During the first phase of the withdrawal between January 15 and February 16, the IDF adopted a “velvet glove” approach, concentrating on dismantling its military infrastructure and trucking it southward. The Israelis seemed to hope that the declaration that it was leaving and the visible activity of the withdrawal from Sidon would persuade Amal, if not Hezbollah, to discontinue its attacks. But Amal echoed the official Lebanese stand, which was to demand a total Israeli troop withdrawal from Lebanese territory and the dismantling of the SLA. If the SLA was to remain in control of a security belt along the border, then Israel would still be considered an occupying force. The IDF had faced around fifty attacks a month in 1984, but in the first two months of 1985 the rate
nearly doubled. Among the fatalities were two senior officers, a colonel, and a major, killed in separate attacks.

In response, the IDF implemented a new policy at the end of the first phase of withdrawal, exchanging the velvet glove for the iron fist. Movement in the occupied area was severely restricted with the imposition of a dusk-to-dawn curfew. Motorists were required to carry at least one passenger—a measure to curb suicide bombers, on the assumption that it was harder to find two people willing to blow themselves up at the same time. Motorcycles were banned, and parking was forbidden along main roads. The crossing points into the Israeli-occupied area were sealed, preventing the exchange of goods from Beirut and agricultural produce from the south. Prices of basic commodities steadily climbed in the occupation zone.
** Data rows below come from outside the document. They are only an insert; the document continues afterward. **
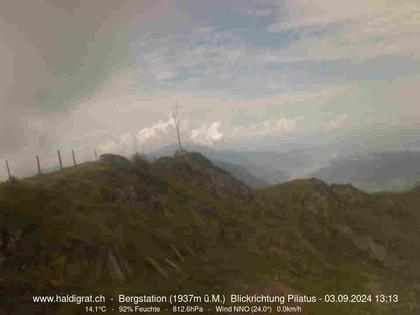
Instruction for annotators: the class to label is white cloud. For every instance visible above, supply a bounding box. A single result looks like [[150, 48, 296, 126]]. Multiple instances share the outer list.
[[230, 118, 300, 138], [268, 0, 420, 61], [137, 118, 174, 145], [325, 114, 348, 130], [190, 121, 223, 146]]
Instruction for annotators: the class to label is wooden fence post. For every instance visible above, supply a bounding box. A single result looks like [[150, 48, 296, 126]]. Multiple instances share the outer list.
[[71, 150, 77, 166], [6, 160, 12, 179], [36, 155, 42, 174], [57, 150, 63, 171]]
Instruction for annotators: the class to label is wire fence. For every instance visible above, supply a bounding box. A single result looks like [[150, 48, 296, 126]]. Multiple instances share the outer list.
[[4, 149, 98, 183]]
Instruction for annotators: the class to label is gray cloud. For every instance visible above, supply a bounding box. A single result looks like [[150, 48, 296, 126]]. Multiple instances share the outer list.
[[0, 0, 153, 155]]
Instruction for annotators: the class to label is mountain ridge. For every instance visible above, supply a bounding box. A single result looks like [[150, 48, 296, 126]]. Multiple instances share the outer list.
[[0, 153, 420, 314]]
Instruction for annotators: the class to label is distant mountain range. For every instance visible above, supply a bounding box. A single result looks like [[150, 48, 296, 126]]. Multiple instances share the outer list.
[[312, 151, 420, 191], [148, 145, 322, 187], [0, 152, 420, 315], [150, 145, 420, 192]]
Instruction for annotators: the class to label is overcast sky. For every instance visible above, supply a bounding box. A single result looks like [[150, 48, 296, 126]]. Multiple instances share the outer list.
[[0, 0, 420, 177]]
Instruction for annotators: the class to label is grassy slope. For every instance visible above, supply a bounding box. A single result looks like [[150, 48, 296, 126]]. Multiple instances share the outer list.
[[0, 153, 420, 314]]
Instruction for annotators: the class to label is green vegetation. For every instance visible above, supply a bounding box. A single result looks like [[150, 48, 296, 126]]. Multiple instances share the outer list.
[[0, 153, 420, 314]]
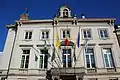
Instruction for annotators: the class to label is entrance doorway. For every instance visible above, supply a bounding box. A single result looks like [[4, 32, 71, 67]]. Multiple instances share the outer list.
[[60, 75, 76, 80]]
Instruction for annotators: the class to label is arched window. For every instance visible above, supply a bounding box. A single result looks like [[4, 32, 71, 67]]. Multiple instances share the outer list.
[[63, 9, 68, 17]]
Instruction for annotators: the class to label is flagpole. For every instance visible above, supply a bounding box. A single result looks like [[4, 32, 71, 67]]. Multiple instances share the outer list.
[[54, 27, 62, 64], [32, 46, 58, 67], [74, 39, 88, 67], [47, 40, 59, 67]]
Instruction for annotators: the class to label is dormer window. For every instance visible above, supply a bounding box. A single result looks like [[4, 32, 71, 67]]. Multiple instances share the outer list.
[[63, 9, 68, 17], [59, 5, 71, 18]]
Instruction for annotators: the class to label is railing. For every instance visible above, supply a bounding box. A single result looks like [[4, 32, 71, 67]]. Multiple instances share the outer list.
[[107, 68, 116, 72], [9, 69, 46, 75], [87, 68, 97, 73], [51, 67, 85, 75]]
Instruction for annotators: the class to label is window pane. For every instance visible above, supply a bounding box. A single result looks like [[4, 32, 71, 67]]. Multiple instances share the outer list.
[[25, 32, 28, 39], [20, 55, 25, 68], [87, 30, 91, 38], [91, 55, 95, 68], [63, 31, 66, 38], [104, 54, 109, 67], [46, 32, 49, 38], [25, 55, 29, 68], [44, 55, 48, 68], [108, 54, 114, 67], [39, 55, 43, 68], [29, 32, 32, 39], [67, 30, 70, 38], [100, 30, 104, 38], [104, 30, 108, 37], [83, 31, 87, 38], [42, 32, 45, 39], [86, 55, 90, 68]]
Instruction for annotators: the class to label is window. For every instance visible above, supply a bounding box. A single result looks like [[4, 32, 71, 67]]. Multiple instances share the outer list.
[[39, 49, 49, 68], [85, 48, 95, 68], [42, 31, 49, 39], [83, 29, 91, 39], [63, 9, 68, 17], [20, 50, 30, 68], [62, 49, 72, 67], [88, 78, 97, 80], [25, 31, 32, 39], [102, 48, 114, 68], [109, 78, 118, 80], [99, 29, 108, 39], [62, 30, 70, 39]]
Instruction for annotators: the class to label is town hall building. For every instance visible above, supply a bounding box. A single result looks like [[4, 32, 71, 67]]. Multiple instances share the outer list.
[[0, 5, 120, 80]]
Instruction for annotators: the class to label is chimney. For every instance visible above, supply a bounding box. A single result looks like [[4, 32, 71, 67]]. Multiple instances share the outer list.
[[20, 13, 30, 20]]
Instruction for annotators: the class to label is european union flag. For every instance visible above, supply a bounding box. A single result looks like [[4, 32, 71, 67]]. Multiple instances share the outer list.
[[77, 31, 80, 48]]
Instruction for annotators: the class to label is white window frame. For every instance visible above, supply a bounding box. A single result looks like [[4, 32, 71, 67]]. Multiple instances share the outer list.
[[63, 8, 69, 17], [61, 29, 71, 39], [20, 49, 30, 68], [102, 48, 114, 68], [24, 31, 33, 40], [98, 28, 109, 40], [84, 47, 96, 69], [61, 48, 73, 68], [39, 54, 45, 69], [41, 30, 50, 40], [82, 29, 92, 39], [38, 48, 49, 69]]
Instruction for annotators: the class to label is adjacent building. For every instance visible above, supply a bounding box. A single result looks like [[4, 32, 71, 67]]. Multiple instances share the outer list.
[[0, 6, 120, 80]]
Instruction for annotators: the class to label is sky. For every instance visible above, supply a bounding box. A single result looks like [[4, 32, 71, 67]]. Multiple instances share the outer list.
[[0, 0, 120, 52]]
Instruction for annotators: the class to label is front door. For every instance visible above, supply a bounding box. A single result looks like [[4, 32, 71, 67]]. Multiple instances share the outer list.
[[60, 75, 76, 80], [62, 49, 72, 68]]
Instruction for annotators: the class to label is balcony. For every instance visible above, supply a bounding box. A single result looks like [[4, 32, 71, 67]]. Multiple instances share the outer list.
[[51, 67, 85, 75]]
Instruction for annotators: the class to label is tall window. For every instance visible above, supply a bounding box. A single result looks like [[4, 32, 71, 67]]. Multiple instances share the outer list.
[[62, 49, 72, 67], [20, 50, 30, 68], [83, 29, 92, 39], [62, 30, 70, 39], [63, 9, 68, 17], [99, 29, 108, 39], [42, 31, 49, 39], [85, 48, 95, 68], [25, 31, 32, 40], [39, 49, 49, 68], [102, 48, 114, 68], [109, 78, 118, 80]]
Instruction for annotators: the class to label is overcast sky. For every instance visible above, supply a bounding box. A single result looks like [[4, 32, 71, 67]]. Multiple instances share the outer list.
[[0, 0, 120, 51]]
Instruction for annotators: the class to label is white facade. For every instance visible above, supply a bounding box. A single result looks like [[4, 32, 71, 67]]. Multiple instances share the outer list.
[[0, 6, 120, 80]]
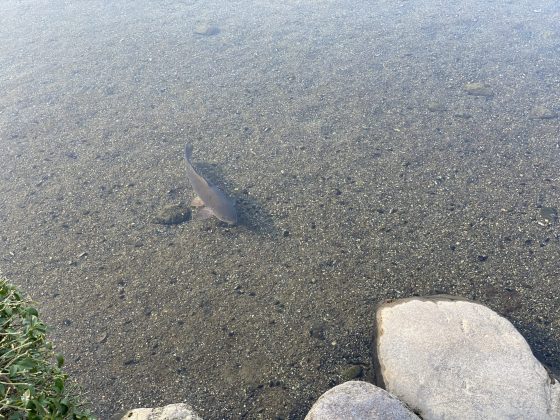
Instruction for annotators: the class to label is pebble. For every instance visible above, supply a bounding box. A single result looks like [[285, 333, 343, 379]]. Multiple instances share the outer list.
[[530, 106, 558, 120], [194, 22, 220, 36], [463, 82, 494, 98]]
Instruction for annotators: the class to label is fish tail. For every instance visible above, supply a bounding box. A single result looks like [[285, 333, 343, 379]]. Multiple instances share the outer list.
[[185, 143, 192, 163]]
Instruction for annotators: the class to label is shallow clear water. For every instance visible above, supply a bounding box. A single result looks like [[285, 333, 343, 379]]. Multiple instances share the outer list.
[[0, 0, 560, 418]]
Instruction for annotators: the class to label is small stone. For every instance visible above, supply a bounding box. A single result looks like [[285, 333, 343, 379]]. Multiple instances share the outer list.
[[463, 82, 494, 98], [154, 204, 191, 225], [540, 207, 558, 223], [305, 381, 418, 420], [529, 105, 558, 120], [309, 323, 325, 340], [121, 403, 202, 420], [341, 365, 364, 382], [194, 22, 220, 36], [428, 101, 447, 112]]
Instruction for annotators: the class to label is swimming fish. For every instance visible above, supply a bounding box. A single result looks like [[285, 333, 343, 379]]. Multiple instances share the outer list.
[[185, 144, 237, 225]]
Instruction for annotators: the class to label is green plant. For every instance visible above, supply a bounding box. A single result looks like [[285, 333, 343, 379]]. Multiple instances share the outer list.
[[0, 278, 93, 420]]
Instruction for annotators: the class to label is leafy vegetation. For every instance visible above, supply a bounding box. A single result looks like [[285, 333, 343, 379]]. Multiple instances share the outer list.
[[0, 278, 93, 420]]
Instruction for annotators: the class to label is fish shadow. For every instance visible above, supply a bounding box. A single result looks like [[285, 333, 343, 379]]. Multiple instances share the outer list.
[[195, 163, 279, 235]]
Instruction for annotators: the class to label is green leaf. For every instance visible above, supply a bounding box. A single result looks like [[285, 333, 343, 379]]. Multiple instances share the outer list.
[[56, 353, 64, 368]]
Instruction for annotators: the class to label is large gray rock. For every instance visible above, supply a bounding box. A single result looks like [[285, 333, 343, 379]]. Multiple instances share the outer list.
[[305, 381, 418, 420], [121, 403, 202, 420], [374, 296, 560, 420]]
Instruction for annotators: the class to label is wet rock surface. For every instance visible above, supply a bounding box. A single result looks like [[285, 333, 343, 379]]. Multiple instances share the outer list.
[[375, 296, 560, 419], [305, 381, 419, 420]]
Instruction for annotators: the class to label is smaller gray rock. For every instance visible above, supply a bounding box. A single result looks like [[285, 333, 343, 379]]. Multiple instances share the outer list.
[[154, 204, 191, 225], [121, 403, 202, 420], [305, 381, 418, 420]]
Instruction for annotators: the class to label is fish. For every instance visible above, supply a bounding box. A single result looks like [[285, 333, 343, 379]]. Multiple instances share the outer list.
[[185, 143, 238, 225]]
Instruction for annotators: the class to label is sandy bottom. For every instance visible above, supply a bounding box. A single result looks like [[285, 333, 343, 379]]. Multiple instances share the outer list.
[[0, 0, 560, 419]]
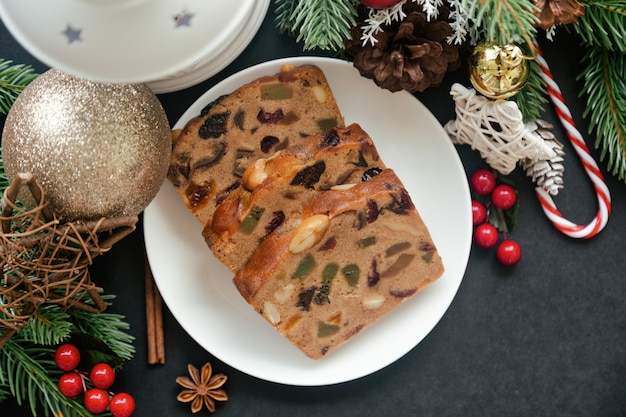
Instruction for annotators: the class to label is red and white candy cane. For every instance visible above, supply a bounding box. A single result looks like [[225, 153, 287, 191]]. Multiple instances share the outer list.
[[535, 45, 611, 239]]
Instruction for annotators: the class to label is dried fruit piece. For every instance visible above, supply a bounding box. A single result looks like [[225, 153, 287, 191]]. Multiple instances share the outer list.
[[291, 160, 326, 188], [341, 264, 361, 287], [256, 109, 285, 124], [296, 287, 315, 311], [239, 206, 265, 234], [191, 142, 226, 171], [356, 236, 376, 249], [317, 117, 337, 132], [317, 321, 339, 337], [198, 111, 230, 139], [380, 253, 415, 278], [261, 83, 294, 100], [261, 136, 280, 153], [291, 253, 316, 279], [361, 167, 383, 182], [313, 262, 339, 305]]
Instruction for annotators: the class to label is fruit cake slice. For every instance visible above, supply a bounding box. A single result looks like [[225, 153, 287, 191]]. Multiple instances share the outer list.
[[234, 169, 444, 359], [167, 65, 344, 224], [203, 124, 385, 272]]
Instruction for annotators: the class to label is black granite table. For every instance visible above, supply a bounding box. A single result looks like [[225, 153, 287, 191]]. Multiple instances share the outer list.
[[0, 4, 626, 417]]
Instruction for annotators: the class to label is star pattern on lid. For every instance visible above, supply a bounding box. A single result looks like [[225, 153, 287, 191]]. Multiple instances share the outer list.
[[61, 23, 83, 44], [174, 9, 195, 28]]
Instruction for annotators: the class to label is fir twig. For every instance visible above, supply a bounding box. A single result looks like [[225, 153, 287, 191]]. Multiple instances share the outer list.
[[0, 58, 38, 115], [512, 60, 548, 122], [579, 46, 626, 181], [276, 0, 356, 51], [460, 0, 539, 46], [568, 0, 626, 53]]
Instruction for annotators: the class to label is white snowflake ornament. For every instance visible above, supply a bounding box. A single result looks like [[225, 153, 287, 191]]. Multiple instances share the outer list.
[[444, 83, 555, 175]]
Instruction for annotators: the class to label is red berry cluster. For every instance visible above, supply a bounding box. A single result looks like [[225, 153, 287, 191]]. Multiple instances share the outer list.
[[470, 169, 522, 266], [54, 343, 135, 417]]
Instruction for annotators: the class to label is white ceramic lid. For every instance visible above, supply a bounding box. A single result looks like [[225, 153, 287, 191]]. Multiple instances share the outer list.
[[0, 0, 268, 90]]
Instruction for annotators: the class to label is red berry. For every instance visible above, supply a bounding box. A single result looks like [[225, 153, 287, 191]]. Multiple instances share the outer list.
[[496, 239, 522, 266], [491, 184, 517, 210], [474, 223, 498, 248], [85, 388, 109, 414], [89, 363, 115, 389], [58, 372, 84, 398], [109, 392, 135, 417], [54, 343, 80, 371], [360, 0, 400, 9], [470, 169, 496, 195], [472, 200, 487, 225]]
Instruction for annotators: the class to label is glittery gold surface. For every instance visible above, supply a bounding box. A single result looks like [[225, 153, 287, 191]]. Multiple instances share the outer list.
[[2, 69, 171, 220]]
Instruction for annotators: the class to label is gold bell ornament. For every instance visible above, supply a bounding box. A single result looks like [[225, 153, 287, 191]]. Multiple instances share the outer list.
[[469, 41, 532, 100]]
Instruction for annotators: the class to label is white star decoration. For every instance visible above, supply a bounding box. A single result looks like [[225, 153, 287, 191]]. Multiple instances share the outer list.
[[61, 23, 82, 44], [445, 83, 556, 175], [174, 10, 195, 28]]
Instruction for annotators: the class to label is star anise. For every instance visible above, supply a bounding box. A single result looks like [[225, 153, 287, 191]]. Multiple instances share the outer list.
[[176, 362, 228, 413]]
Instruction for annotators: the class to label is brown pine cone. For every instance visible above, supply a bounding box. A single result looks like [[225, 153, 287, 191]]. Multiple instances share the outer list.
[[345, 2, 460, 92], [535, 0, 585, 29]]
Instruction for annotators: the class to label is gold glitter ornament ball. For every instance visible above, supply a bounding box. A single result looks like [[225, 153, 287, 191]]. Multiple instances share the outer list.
[[469, 42, 530, 99], [2, 69, 171, 221]]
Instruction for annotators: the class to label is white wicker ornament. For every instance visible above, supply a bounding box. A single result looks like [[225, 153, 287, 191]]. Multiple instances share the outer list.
[[445, 83, 556, 175]]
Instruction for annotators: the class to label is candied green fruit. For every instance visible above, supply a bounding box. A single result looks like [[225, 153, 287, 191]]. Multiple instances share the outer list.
[[341, 264, 361, 287], [261, 84, 293, 100], [291, 253, 316, 278], [317, 321, 339, 337], [239, 206, 265, 235]]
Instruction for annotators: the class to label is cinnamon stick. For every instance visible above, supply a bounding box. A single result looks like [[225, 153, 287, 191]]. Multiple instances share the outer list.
[[145, 259, 165, 365]]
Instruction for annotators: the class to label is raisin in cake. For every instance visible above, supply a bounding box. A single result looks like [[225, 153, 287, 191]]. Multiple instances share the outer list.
[[167, 65, 344, 224], [203, 124, 385, 272], [234, 169, 443, 359]]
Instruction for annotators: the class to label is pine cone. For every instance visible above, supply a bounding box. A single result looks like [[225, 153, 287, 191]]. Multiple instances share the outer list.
[[521, 119, 565, 195], [535, 0, 585, 29], [345, 2, 460, 92]]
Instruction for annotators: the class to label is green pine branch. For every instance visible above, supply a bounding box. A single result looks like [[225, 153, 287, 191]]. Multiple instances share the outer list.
[[0, 58, 38, 115], [579, 46, 626, 181], [511, 55, 548, 122], [276, 0, 356, 51], [462, 0, 539, 46], [568, 0, 626, 53]]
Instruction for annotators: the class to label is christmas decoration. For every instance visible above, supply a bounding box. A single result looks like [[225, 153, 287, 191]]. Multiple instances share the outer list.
[[2, 69, 171, 221], [276, 0, 626, 186], [0, 151, 137, 417], [0, 59, 38, 115], [176, 362, 228, 413], [535, 44, 611, 239], [469, 42, 530, 99], [276, 0, 356, 51], [469, 169, 522, 266], [0, 174, 137, 348], [535, 0, 585, 29], [444, 83, 555, 175], [345, 2, 460, 92], [521, 119, 565, 195], [359, 0, 402, 9]]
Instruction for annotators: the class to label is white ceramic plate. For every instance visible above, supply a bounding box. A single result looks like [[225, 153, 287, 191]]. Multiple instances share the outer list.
[[0, 0, 269, 92], [144, 57, 472, 386]]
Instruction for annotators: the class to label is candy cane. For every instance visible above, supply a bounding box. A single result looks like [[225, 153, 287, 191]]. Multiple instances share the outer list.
[[535, 45, 611, 239]]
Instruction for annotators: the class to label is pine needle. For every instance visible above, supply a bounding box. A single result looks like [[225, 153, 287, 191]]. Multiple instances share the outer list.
[[276, 0, 356, 51], [0, 58, 38, 115], [579, 46, 626, 181], [568, 0, 626, 53]]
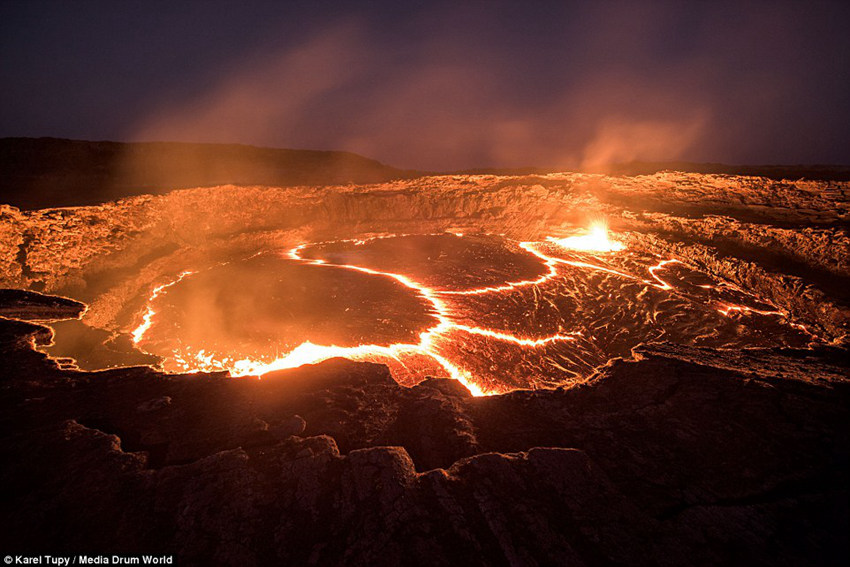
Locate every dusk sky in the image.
[0,0,850,170]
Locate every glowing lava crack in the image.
[127,225,801,395]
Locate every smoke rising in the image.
[4,1,850,171]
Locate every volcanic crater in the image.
[0,172,850,565]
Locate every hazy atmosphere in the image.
[0,1,850,170]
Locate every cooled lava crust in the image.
[0,173,850,565]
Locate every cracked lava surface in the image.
[121,226,811,395]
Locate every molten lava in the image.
[126,223,806,395]
[548,221,625,252]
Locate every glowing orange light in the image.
[548,221,626,252]
[127,229,800,396]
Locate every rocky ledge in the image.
[0,296,850,566]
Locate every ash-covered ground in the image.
[0,173,850,565]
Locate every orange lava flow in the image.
[131,225,800,396]
[130,272,195,344]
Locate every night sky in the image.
[0,0,850,170]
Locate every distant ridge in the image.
[454,161,850,181]
[589,161,850,181]
[0,138,419,209]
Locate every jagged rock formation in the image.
[0,172,850,566]
[0,300,850,565]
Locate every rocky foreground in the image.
[0,296,850,566]
[0,173,850,566]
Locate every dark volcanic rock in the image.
[0,312,850,565]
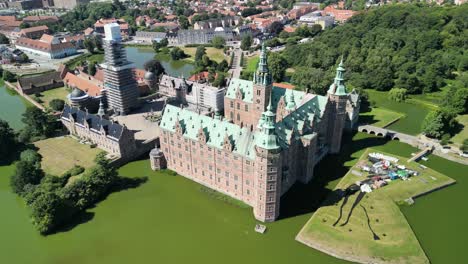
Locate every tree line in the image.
[283,4,468,94]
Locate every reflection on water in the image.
[125,47,194,77]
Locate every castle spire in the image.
[328,56,347,95]
[254,42,272,86]
[98,99,106,118]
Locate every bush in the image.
[49,99,65,111]
[388,88,407,102]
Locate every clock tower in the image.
[253,43,273,124]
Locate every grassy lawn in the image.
[244,55,259,72]
[34,137,101,175]
[40,87,70,107]
[366,90,432,135]
[181,47,228,63]
[297,150,454,263]
[359,107,404,127]
[66,53,104,70]
[451,114,468,145]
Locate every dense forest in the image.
[282,4,468,94]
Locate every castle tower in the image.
[254,100,281,222]
[97,99,106,118]
[253,43,273,126]
[103,23,138,115]
[327,58,348,154]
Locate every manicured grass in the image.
[181,47,229,63]
[298,149,454,263]
[66,53,104,70]
[451,114,468,145]
[34,137,101,175]
[40,87,70,107]
[0,133,468,264]
[244,56,260,72]
[366,90,431,135]
[359,107,404,127]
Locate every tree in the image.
[195,46,206,62]
[422,111,444,138]
[388,88,406,102]
[179,16,190,29]
[0,33,10,45]
[20,149,42,164]
[211,36,226,49]
[10,160,44,195]
[144,59,165,78]
[49,99,65,111]
[216,59,229,72]
[170,47,187,60]
[460,138,468,152]
[3,70,16,82]
[268,52,288,82]
[20,53,29,62]
[88,61,96,76]
[0,119,17,163]
[241,34,253,50]
[83,38,96,53]
[21,107,55,140]
[268,21,284,36]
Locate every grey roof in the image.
[61,105,126,140]
[18,71,63,90]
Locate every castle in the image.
[150,46,359,222]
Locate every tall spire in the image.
[328,56,347,95]
[254,42,272,86]
[97,99,106,118]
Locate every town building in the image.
[60,105,136,159]
[167,27,235,46]
[10,26,49,39]
[150,45,360,222]
[53,0,90,9]
[94,18,128,37]
[159,75,226,111]
[15,34,77,59]
[133,31,166,43]
[101,23,138,115]
[23,16,60,24]
[193,16,240,30]
[299,11,335,29]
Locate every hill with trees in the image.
[283,4,468,94]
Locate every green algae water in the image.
[0,133,468,264]
[0,83,29,130]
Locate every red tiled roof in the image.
[273,83,295,90]
[23,16,59,22]
[20,26,49,34]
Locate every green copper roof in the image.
[160,105,255,159]
[226,78,253,103]
[328,57,348,95]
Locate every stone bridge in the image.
[357,125,421,147]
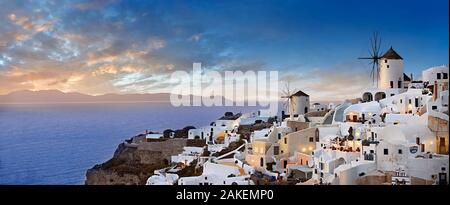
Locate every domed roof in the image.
[381,46,403,60]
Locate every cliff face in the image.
[85,135,187,185]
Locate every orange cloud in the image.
[92,64,118,76]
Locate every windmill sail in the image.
[358,32,381,87]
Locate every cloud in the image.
[280,64,371,101]
[75,0,115,10]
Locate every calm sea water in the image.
[0,103,257,184]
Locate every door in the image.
[439,137,446,154]
[273,146,280,155]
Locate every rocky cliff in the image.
[85,135,187,185]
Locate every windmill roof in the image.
[381,47,403,60]
[403,73,411,81]
[291,90,309,97]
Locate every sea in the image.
[0,102,259,185]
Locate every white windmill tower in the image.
[359,33,405,89]
[281,83,309,119]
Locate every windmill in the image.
[281,81,297,118]
[358,32,381,87]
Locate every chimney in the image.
[433,81,437,101]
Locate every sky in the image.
[0,0,449,100]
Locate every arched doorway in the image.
[375,92,386,101]
[363,92,373,102]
The crackdown was marked by a series of punitive raids against villages. The pattern was repeated throughout the zone: A mechanized battalion would surround and cordon off the targeted village, blocking all approach roads. Troops accompanied by sniffer dogs and plainclothes Shin Bet (Israeli Security Agency) officers would round up all males between the ages of fourteen and seventy and hold them for interrogations, while houses were searched for militants and weapons. The homes of suspected resistance fighters were bulldozed, and there were repeated incidents of deliberate vandalism. Troops took dogs into mosques and
husseiniyahs
knowing that it was a grave insult to Muslims. Copies of the Koran were torn up and the pages scattered on the ground for the dogs to walk over. Sacks of lentils, rice, and wheat were split open and mixed together, making the contents inedible.